When the Plexus passes through an unidentified radiation cloud, everything seems okay for a few moments … until Cheney notices a kind of pink stain on the inside of the hull, a stain that spreads and spreads and spreads. Plexus comes alive – “This is organic life. This isn’t bacteria eating the hull, this is something else. This is a transformation” (p. 96). Metal becomes muscle, tissue, bone, membrane and the ship that was built to house and nurture human beings now registers them as an infection. Plexus’ body does all it can to defend itself: OTVs, Remote Laundry Units (RALs), shuttles, become the equivalent of leucocytes (white blood cells), seek out the infection and try to destroy it.
Cheney, his parents and a few other random survivors must find a way to stay alive and stop Plexus from wiping them out – of course, they can’t damage or injure the ship as it’s still their only means of transportation, sustenance, air, light, etc. Catch-22.
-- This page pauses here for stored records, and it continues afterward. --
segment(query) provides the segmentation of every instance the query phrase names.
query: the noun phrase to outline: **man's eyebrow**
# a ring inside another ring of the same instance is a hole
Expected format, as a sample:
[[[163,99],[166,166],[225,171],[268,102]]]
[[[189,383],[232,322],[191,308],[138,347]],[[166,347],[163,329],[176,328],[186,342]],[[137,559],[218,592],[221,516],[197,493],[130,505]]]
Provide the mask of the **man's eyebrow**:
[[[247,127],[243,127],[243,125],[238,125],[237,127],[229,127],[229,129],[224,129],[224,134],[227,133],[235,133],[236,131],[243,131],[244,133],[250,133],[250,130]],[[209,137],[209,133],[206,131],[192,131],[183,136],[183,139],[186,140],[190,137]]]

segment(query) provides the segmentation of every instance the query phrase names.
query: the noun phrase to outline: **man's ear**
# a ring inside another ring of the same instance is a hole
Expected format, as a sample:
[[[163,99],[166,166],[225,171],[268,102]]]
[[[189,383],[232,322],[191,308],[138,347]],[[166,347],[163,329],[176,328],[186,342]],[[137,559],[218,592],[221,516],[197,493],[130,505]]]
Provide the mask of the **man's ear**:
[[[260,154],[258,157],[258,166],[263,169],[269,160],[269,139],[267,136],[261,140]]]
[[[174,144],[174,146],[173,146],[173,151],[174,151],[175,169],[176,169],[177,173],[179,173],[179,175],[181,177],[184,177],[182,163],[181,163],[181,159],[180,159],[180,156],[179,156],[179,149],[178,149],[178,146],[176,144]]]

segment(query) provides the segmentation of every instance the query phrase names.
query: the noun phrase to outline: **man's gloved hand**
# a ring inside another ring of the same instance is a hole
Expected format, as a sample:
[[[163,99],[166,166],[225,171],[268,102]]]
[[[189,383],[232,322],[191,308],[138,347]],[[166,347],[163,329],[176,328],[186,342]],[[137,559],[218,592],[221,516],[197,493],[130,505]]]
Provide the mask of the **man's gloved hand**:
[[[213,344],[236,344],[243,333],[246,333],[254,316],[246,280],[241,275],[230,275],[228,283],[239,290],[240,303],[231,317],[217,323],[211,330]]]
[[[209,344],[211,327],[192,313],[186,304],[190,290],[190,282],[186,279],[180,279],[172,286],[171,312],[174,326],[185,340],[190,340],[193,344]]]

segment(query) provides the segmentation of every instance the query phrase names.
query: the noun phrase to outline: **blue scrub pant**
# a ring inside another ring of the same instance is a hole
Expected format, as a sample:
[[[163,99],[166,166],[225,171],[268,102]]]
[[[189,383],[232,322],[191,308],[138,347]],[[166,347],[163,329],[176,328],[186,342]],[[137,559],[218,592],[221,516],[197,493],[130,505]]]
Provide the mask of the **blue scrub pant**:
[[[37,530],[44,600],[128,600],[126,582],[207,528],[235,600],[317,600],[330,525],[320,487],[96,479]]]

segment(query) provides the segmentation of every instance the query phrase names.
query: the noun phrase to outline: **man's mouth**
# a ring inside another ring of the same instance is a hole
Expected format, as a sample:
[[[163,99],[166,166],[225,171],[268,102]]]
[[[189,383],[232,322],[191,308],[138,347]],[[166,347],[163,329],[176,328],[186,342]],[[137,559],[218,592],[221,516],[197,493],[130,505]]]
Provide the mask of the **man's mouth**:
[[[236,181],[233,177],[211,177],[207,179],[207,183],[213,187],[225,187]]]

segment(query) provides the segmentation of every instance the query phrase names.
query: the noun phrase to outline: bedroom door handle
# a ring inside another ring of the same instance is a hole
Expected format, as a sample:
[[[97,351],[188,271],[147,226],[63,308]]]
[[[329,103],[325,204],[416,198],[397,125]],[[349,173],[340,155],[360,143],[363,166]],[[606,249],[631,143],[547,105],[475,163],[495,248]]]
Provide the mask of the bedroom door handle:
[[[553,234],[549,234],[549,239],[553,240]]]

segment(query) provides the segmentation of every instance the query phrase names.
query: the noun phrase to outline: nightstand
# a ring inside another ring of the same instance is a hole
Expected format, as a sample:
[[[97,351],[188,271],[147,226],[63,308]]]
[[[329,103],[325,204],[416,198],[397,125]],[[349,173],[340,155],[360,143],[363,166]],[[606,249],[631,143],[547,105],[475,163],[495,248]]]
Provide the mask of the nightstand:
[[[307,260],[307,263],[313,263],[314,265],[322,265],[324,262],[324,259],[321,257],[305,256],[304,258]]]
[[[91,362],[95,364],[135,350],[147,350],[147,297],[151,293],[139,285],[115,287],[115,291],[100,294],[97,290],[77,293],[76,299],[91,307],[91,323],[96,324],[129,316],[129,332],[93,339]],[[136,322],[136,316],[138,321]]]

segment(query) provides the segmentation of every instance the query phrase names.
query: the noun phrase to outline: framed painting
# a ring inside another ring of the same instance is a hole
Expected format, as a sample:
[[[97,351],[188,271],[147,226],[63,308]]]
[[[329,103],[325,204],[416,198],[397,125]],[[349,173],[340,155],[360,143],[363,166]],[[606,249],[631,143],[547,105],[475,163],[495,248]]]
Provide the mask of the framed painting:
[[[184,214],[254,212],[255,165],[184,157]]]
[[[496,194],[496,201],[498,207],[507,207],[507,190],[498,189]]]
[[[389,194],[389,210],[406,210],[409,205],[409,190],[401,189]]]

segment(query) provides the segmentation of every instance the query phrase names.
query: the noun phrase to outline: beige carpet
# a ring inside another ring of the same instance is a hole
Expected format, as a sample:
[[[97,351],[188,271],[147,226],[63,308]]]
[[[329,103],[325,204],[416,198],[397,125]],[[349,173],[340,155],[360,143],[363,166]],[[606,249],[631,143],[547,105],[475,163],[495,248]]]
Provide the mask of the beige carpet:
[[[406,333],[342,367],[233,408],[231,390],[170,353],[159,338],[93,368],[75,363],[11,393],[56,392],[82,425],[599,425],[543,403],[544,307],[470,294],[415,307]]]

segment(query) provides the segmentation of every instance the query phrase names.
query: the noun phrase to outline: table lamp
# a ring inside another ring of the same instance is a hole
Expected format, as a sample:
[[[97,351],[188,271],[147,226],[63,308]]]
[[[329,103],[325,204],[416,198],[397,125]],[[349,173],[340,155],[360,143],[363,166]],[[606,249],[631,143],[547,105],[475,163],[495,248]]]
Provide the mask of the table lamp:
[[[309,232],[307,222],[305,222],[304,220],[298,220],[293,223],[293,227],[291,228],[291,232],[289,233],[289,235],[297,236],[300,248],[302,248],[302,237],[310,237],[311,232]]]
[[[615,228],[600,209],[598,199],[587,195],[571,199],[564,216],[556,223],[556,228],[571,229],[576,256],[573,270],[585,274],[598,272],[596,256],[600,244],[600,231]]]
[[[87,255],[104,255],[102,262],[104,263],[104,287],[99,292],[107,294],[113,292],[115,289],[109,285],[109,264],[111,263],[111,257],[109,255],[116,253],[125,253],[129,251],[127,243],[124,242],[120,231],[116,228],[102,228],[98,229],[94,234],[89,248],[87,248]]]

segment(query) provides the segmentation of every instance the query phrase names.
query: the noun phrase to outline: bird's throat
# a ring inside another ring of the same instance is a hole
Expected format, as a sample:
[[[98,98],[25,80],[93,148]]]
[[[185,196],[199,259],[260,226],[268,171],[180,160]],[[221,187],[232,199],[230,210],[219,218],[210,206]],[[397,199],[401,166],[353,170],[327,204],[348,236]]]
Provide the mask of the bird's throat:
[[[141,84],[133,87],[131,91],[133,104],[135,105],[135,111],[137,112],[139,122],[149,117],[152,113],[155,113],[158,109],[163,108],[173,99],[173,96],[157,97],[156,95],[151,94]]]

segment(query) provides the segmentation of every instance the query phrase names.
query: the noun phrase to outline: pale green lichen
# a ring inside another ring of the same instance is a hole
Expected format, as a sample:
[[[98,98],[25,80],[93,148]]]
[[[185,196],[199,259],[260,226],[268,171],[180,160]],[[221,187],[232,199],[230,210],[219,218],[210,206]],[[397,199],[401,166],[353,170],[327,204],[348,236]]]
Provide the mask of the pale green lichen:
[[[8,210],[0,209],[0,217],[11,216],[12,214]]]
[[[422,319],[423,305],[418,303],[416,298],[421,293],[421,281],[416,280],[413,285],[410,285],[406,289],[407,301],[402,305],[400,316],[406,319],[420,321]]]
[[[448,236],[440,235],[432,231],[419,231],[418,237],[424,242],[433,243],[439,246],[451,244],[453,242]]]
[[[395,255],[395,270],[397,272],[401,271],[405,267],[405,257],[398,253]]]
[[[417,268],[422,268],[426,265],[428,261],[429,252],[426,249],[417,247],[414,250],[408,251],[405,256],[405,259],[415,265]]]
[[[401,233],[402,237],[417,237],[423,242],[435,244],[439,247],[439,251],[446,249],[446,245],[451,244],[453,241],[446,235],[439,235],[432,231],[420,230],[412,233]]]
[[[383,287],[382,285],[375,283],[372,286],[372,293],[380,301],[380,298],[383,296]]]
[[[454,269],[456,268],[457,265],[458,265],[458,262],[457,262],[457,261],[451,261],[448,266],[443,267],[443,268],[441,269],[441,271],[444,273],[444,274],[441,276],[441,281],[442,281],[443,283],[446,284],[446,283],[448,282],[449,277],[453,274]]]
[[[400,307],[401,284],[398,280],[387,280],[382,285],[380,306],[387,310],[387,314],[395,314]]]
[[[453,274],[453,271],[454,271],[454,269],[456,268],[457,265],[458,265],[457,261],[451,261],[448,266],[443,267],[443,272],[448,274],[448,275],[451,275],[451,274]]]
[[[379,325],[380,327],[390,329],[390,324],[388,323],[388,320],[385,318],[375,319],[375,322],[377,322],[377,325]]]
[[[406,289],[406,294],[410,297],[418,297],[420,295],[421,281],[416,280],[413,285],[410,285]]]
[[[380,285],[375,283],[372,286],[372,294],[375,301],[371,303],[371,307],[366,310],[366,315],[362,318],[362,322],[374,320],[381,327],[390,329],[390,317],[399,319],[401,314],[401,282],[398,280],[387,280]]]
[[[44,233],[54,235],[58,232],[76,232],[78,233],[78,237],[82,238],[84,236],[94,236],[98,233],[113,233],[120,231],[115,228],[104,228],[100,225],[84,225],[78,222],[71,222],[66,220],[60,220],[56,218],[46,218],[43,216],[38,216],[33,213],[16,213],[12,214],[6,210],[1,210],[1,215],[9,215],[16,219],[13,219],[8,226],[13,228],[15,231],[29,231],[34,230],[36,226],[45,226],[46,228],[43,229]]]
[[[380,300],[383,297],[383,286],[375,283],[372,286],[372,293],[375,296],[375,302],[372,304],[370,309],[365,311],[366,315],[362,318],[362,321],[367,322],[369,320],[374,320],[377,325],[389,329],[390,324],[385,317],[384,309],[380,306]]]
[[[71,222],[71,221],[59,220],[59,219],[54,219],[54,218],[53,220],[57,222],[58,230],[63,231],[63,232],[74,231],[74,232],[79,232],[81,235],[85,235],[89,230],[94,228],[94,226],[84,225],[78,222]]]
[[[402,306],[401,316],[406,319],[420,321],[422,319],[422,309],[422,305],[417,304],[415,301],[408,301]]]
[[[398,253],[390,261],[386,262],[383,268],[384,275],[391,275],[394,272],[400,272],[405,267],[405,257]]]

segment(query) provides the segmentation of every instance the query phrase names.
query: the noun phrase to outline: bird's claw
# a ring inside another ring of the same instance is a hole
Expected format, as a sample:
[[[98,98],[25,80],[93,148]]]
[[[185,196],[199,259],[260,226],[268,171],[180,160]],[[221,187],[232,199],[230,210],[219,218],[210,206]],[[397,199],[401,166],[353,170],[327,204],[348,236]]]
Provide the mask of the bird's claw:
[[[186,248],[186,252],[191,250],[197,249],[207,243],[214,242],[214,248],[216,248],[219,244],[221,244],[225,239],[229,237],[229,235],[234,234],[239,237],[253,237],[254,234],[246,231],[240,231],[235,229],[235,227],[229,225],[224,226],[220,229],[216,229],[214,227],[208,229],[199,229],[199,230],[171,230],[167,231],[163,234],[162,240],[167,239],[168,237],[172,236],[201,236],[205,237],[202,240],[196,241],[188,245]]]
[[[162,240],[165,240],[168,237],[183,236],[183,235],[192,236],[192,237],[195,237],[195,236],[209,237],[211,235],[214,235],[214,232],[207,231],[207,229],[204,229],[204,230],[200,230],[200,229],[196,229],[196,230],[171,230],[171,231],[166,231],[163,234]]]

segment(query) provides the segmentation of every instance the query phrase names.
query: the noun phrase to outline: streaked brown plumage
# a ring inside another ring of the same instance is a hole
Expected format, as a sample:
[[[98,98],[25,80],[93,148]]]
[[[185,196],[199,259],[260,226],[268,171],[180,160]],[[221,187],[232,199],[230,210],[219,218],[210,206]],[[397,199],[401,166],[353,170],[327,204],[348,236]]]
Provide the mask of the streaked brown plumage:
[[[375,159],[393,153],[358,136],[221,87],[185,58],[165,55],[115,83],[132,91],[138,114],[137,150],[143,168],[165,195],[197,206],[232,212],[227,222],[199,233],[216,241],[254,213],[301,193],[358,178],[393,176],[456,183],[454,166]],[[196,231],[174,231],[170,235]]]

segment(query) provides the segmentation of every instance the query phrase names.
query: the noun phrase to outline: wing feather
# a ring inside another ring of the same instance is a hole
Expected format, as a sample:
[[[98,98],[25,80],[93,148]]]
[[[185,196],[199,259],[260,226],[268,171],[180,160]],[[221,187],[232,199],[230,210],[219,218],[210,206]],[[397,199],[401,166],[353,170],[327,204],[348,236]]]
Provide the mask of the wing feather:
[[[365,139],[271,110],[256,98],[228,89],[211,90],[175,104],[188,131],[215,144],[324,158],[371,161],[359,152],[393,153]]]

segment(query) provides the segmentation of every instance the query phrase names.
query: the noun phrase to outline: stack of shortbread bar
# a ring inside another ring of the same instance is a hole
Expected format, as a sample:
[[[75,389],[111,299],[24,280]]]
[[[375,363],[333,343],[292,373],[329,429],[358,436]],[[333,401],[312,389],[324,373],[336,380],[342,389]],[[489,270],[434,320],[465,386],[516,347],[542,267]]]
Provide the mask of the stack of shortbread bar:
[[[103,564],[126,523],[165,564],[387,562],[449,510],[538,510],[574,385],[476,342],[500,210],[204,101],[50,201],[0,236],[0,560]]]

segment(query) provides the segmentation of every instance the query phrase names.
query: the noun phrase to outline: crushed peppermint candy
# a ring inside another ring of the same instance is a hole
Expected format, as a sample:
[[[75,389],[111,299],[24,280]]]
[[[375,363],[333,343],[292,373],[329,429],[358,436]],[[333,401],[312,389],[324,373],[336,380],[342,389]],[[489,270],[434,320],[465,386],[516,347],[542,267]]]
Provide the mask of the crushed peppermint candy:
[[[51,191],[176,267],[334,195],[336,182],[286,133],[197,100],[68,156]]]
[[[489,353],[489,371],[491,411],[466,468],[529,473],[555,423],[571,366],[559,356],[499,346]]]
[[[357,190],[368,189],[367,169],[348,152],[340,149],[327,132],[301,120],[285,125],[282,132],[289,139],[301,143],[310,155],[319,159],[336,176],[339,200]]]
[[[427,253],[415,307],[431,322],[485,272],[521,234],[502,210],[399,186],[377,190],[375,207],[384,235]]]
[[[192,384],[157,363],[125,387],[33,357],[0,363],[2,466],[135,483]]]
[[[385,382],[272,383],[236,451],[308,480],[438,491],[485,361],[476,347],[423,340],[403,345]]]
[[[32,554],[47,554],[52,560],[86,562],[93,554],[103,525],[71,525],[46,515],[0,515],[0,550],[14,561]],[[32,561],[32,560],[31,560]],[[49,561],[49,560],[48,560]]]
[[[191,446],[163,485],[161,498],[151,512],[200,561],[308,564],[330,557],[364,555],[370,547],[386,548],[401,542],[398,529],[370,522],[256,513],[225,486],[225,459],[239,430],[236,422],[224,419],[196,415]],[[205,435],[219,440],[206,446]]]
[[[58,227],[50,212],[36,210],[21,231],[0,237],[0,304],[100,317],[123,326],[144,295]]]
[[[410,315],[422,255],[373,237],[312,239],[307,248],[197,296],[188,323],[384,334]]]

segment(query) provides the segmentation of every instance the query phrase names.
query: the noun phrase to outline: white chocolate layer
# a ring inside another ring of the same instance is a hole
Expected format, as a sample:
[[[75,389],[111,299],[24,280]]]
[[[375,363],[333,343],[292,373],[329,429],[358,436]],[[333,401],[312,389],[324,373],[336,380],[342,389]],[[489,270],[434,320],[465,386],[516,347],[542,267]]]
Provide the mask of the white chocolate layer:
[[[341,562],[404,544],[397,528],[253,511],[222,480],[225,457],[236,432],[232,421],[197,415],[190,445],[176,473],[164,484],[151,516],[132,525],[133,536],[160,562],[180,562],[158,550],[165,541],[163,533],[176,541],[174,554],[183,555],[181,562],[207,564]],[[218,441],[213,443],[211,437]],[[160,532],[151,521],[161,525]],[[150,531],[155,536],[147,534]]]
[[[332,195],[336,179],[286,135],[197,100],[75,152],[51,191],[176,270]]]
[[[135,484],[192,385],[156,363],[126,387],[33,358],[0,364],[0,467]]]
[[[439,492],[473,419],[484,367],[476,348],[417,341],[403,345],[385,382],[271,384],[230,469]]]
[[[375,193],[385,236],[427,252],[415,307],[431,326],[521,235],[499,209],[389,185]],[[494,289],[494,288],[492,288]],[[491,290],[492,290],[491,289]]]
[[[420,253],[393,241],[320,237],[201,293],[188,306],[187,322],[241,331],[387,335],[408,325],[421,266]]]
Jinks said she wanted to write a kind of Alien for kids, and she’s succeeded. The writing is tight, clean and precise, the pace and plotting are very well-managed, and the suspense is maintained throughout the book. The characters are generally well-written and well-rounded, very few stereotypes to be seen. The cover is cool with its manga-esque vibe (although a little creepy with the psycho-looking kid on the front). The only time I kind of ‘fell out’ of the story was when I read the line “Or maybe you can just, like, throw yourself into its mouth” (p.193) – at no point prior to this do any of the teenagers speak, well, like teenagers … and I couldn’t bring myself to believe that a recessive Valley Girl gene had raised its head as social order crumbled. I could also have done with a few less “this is the end of the world, if only we’d known it” kind of lines – I know I’m watching the disintegration of a society and don’t need to be reminded. The ride is sufficiently riveting, so I’m already paying attention.
On the whole, I really enjoyed Living Hell – so much so, I am recommending it to my seventeen-year-old cousin for his consideration. I read it quickly, avidly, found no spelling mistakes, and at no point did I feel the urge to throw it against the wall. Thumbs up for Jinks. Her site is here http://www.catherinejinks.com/default.asp – go, look, enjoy.
“Life is a force that cannot be tamed.”